[tor-talk] Roger's status report, June 2012

Roger Dingledine arma at mit.edu
Sat Jul 7 15:41:15 UTC 2012


(What is this mail? See my explanation from the May mail I sent:
https://lists.torproject.org/pipermail/tor-talk/2012-June/024572.html )

------------------------------------------------------------------------

Here's what I said at the beginning of June that I hoped to do:

> - Participate in the Q2 Tor directors board meeting, including approving
> the updated 2012 budget.

Done. We now have a budget for the rest of 2012, including new positions
we want to fill -- but see below.

> - Understand the open positions in our current budget, what funders
> each one maps to, and what the priorities are in terms of spending the
> money. Then we can start putting some calls-for-resumes-and-code-samples
> up on the website, as well as prioritizing which calls we want to do
> when. Unless I ignore all of this until July.

I made a map of funders-to-expenses, to try to get a handle on how much
money from each grant could go towards new hires/contractors. Alas,
that's not sufficient -- we need to know not just how much we planned to
spend on the grant, but how much we have actually billed to the funder
so far on each grant. Melissa is our official juggler-of-these-numbers:
she makes sure all of our invoices are legit so we can continue to pass
our non-profit audits. I need to get up-to-date numbers from her before
we can plan for the future. I hope to do this at the dev meeting in July.

(Aren't you glad you get to learn about the operations details for Tor? :)

> - Get 0.2.3.16-alpha out. Get 0.2.2.37 out. Get 0.2.3.17-alpha out.

Done. We even called 0.2.3.17 a beta, and put out an 0.2.3.18-rc too.

We also moved Debian Wheezy to Tor 0.2.3.x, since Wheezy is stabilizing
soon and we want to be sure to have the new Tor version in it. That
means everybody who uses the torproject.org debs got upgraded to 0.2.3.x
without much warning. Hopefully it went smoothly.

> - Orchestrate the FOCI discussion and select the program.

Done. We ended up picking 10 of the 20 papers:
https://www.usenix.org/conference/foci12/tech-schedule/workshop-program
I think we have a great selection of people and papers. Please drop
by if you're in the Seattle area in August!

> - Tell Micah Sherr and Chris Wacek (Georgetown) about the open
> simulation questions; and get Rob Jansen (UMN/NRL), Mashael AlSabah
> (Waterloo), etc a good summary of the current situation.

Not done. But I now have a third target audience -- Nick and Andrea want
to learn which performance-related dev tasks they should be thinking
about. That's great, because "write Tor patches that we can try in the
simulators" is a big component of the upcoming performance work.

> - Read and consider http://microsoftjobsblog.com/zen-of-pm so I can
> help Adam Shostack help us get a good project manager.

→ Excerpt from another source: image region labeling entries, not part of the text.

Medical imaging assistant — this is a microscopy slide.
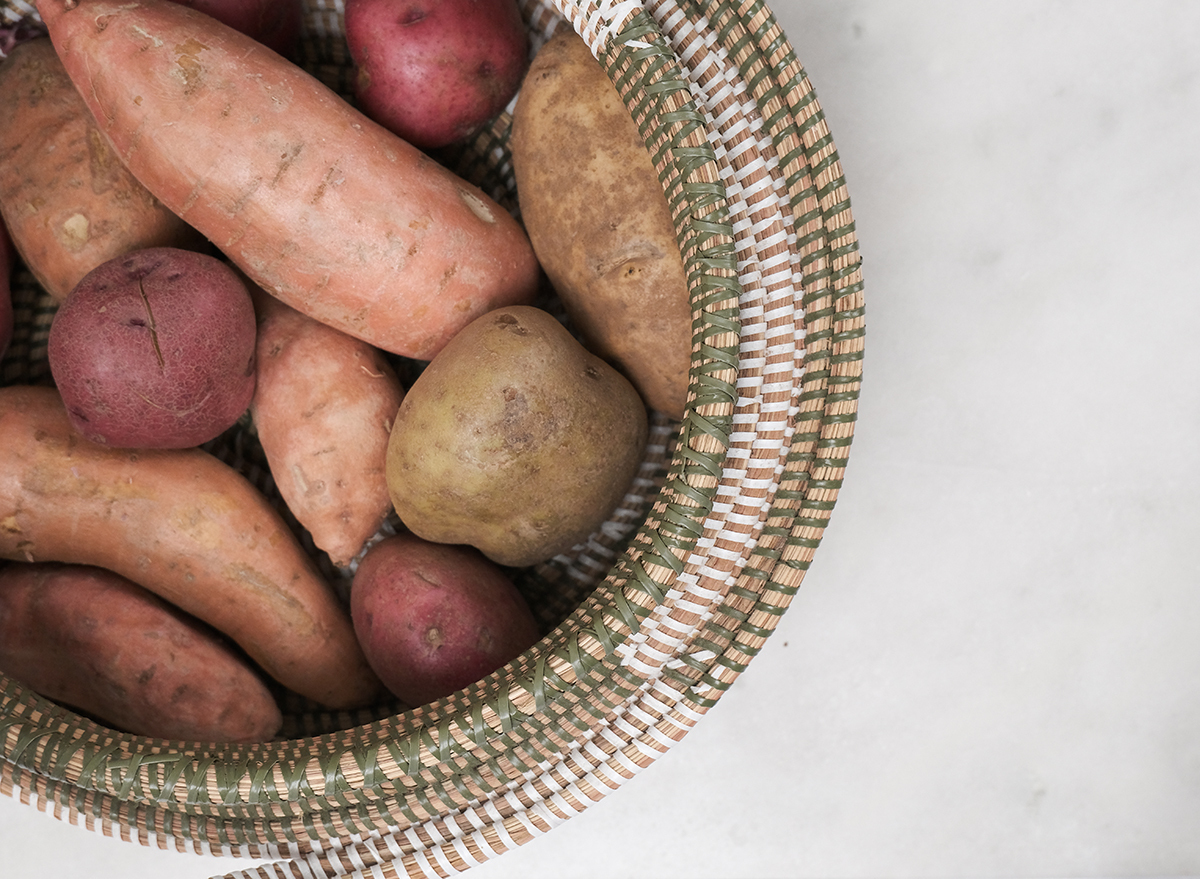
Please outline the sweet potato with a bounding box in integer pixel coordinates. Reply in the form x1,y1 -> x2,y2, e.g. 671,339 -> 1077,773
0,37 -> 206,301
0,385 -> 380,708
37,0 -> 539,359
250,286 -> 404,567
0,562 -> 283,742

Read; now mulling it over.

Initial thoughts are that this is not the right context for Tor --
the MS PM position has a huge "understand the space and come up with a
competitive product" component, whereas we have plenty of competitive
products and not enough coordination helping us make them reality.

Or said another way, the projects in question are already imagined,
sold, and have a funder; now we need to follow through.

That said, a lot of the properties described in the article are useful
to have in people who make sure we follow through. And in the future, we
need more people to imagine and "sell" more research/development projects.
So I sure wouldn't *mind* having more of these 'program manager' people.

Adam will be at PETS in Vigo, and I'll talk to him more about the
topic there.

> - I have a three hour slot at the SponsorF meeting this month. I'm going
> to try to bring everybody there up to speed on everything. While also
> letting other people talk for most of the time. Preparing for this talk
> will be a big part of my June.

Done. I put my slides here:
https://svn.torproject.org/svn/projects/presentations/slides-june2012.pdf

I'm afraid they don't work particularly well as stand-alone slides
without me talking next to them. I'll try to get the information from
them down into blog posts sometime; but alas, many other items are higher
on the list.

The talk went very well -- we got a lot of the other researchers asking
questions and making comments, and we ended up running out of time.

I feel a little bit bad that I have twice now left the "attacks on
anonymity" slides for the end, and twice now run out of time to cover
them well. If they schedule me for another slot next time, I should be
sure to start with them.

One of the nice things about working with this group of professors and
grad students is that they're excited to talk to people who a) have a
good handle on the real-world problems and adversaries, and b) know how to
present that information in a way that makes sense to security academics.
Basically every follow-on talk at the meeting had a reference to something
from my talk in it.

> - Meet with Kevin Dyer's lab at Portland State before the SponsorF
> meeting. Rob Jansen and Aaron Johnson (NRL) will be joining me.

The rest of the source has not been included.